Il Presidente della Repubblica, Sergio Mattarella ha molto opportunamente ricordato che “sono stati gli obiettori di coscienza al servizio militare obbligatorio ad aprire la strada, talvolta con contrasti e incomprensioni, ad ampliare il significato e le modalità di servizio alla Patria”. Ma oggi, questa fulgida ed eroica tradizione civile, che nel nostro paese annovera numerosi esempi, rischia di scomparire dalla memoria collettiva. Se nel nostro Paese sono diffusi la cultura pacifista e gli stili di vita nonviolenti lo si deve al sacrificio di tanti giovani obiettori di coscienza che si sono battuti, pagando di persona, per affermare i valori della pace. Una ricostruzione molto bella di questa vicenda è stata fatta da Sergio Albesano nel volume Storia dell’obiezione di coscienza in Italia (Editrice Santi Quaranta 1993).

Gli obiettori di coscienza nella storia

Fino al 15 dicembre 1972, quando furono varate le norme che permisero agli obiettori di scegliere il servizio civile obbligatorio, l’obiezione di coscienza al servizio militare era considerata alla stessa stregua della renitenza alla leva oppure alla diserzione. Reati penali che comportavano un processo dinanzi ai tribunali militari e la detenzione nei penitenziari militari. Ciò nonostante, gli obiettori di coscienza rimasero fedeli ai propri ideali e subirono con eroismo le tristi conseguenze delle proprie scelte. Enzo Bianchi ha ricordato che i cristiani, nei primi tre secoli, fecero obiezione di coscienza al servizio militare e furono, anche per questo, perseguitati, salvo poi essere integrati come appartenenti alla religione dell’impero.

Dall’Unità d’Italia fino alla fine della seconda guerra mondiale i casi di obiezione di coscienza furono rarissimi. Agli inizi del Novecento, uno di tali obiettori fu Luigi Lué di San Colombano al Lambro (Milano). Fu condannato a otto anni di carcere. Un altro obiettore, durante la prima guerra mondiale, fu Giovanni Gagliardi di Castelvetro Piacentino, che oltre alla prigione soffrì la reclusione in manicomi, anche dopo la fine della guerra. La stessa sorte ebbe Remigio Cuminetti di Porte di Pinerolo (Torino).
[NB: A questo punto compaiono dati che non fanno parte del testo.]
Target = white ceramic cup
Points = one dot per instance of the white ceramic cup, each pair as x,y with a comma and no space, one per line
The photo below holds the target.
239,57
Nel secondo dopoguerra, il primo caso di obiezione di coscienza fu quello di Rodrigo Castiello di Cuneo, membro del gruppo religioso dei pentecostali, che fu giudicato nel 1947 e venne in seguito prosciolto per amnistia. Nello stesso periodo fu condannato a 5 mesi di reclusione Enrico Ceroni, testimone di Geova. Terza in ordine di tempo, ma prima per la risonanza avuta nell’opinione pubblica italiana e internazionale fu l’obiezione di Pietro Pinna di Finale Ligure, morto qualche giorno fa a 89 anni. Il suo caso aprì il lungo cammino che avrebbe portato gli obiettori italiani ad essere riconosciuti dallo Stato. Egli partì da convincimenti non solo religiosi, ma da motivazioni politiche e filosofiche. E quindi fece di tutto per diffondere la notizia della sua presa di posizione, così da poter essere di esempio per altri giovani. Pinna fu condannato per ben tre volte. E la sua pena poté essere interrotta solo a seguito dell’esonero causato da motivi di salute. Fu un modo per aggirare l’ostacolo dal momento che la prigione non aveva indotto il giovane a cambiare idea. Ma il suo caso costrinse il mondo giuridico ad analizzare il concetto di difesa previsto dall’art. 52 della Costituzione. E indusse Aldo Capitini ad avviare la sua iniziativa nonviolenta e per la pace.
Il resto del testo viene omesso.